TLDR
Three ghosts haunt this 1929 atmospheric theater: Fred, a custodian who died on the job in 1972 and chases vandals through the restrooms; a weeping woman who drowned in the Erie Canal and vanishes into the tunnel beneath the building; and an unidentified man in formal black attire who appears in the balcony during performances.
The Full Story
Fred gets angry when people make a mess in the bathrooms. That's the kind of ghost story you get at the Akron Civic Theatre: a dead custodian who spent his entire adult life mopping these floors and apparently decided death wasn't a good enough reason to stop. Staff say Fred (possibly Paul Steeg, who helped open the theater in 1929 and died on the premises in 1972) will chase vandals through the halls and physically confront anyone trying to damage his building.

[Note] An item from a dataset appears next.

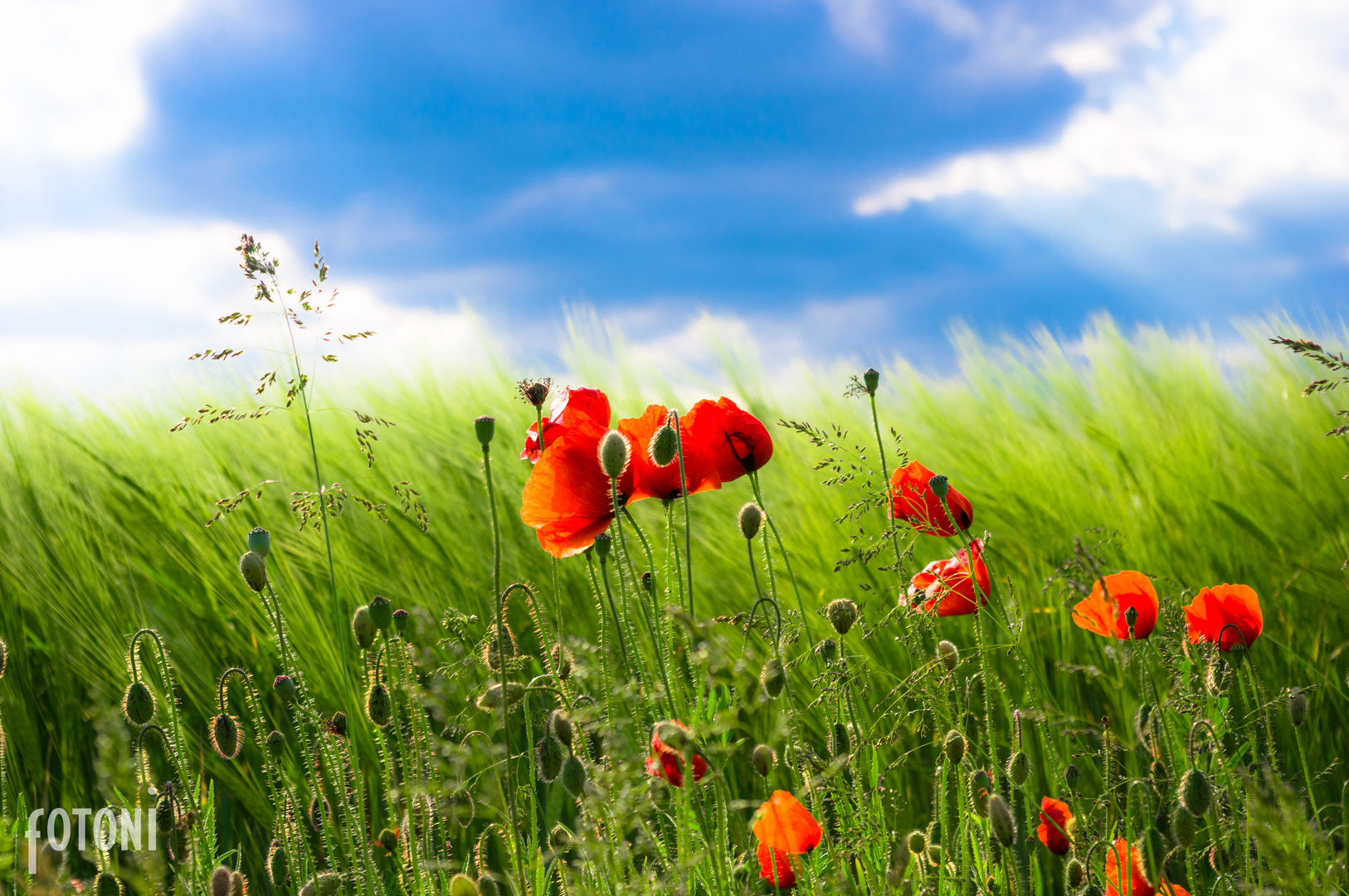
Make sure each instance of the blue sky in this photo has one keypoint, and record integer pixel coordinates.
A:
(833, 177)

He's been spotted all over, but the restrooms are his territory.
The theater opened on April 20, 1929, as Loew's Akron, a $2 million atmospheric palace designed by Austrian architect John Eberson. Marcus Loew had purchased the site at a sheriff's auction in 1925 for $143,000. Eberson built the auditorium to look like a Moorish castle courtyard with a ceiling that mimics a twilight sky, complete with twinkling stars and drifting clouds projected overhead. The four-story lobby features Italian alabaster sculptures, Mediterranean decor, and medieval carvings. It was reportedly the first air-conditioned building in Akron.
The site sits along the route of the Ohio and Erie Canal, which fueled Akron's growth after opening in 1827. The canal ran until the Great Flood of 1913, when city workers dynamited the locks to prevent catastrophic flooding downtown. That canal history feeds directly into the theater's second ghost: a young woman who drowned herself in the Erie Canal behind the building. Witnesses report a weeping figure walking along what is now the Lock 3 area, who vanishes into the tunnel running beneath the theater when spotted. Her haunting may predate the building entirely, since the canal was operational for decades before construction began.
The third presence is a well-dressed man in formal black attire, sometimes wearing coattails, who appears seated alone in the balcony during performances. Nobody knows who he is. Michael Carmany, an electrician who worked for the Akron Junior Chamber of Commerce's haunted house in the late 1970s, reported seeing the balcony figure multiple times while working alone in hidden areas of the theater. Carmany also described hearing what sounded like screams from the direction of the canal, though he initially chalked it up to the sound of water. He later identified himself as "a believer."
The Akron Beacon Journal has covered the theater's ghostly reputation over the years and even sent psychics to investigate. The theater was added to the National Register of Historic Places on July 16, 1973. A community campaign led by the Akron Civic Theatre Women's Guild and the Jaycee Foundation saved the building after declining attendance nearly forced it to close in 1965. A $22 million restoration in 2002 brought it up to modern standards, and an additional $9 million renovation in 2021 added new performance venues. It's one of only five surviving Eberson-designed atmospheric theaters in the country, and it hosts over 500 events a year. Ghost tours of the building and surrounding downtown Akron are offered by US Ghost Adventures and Lizzie Borden Ghost Tours.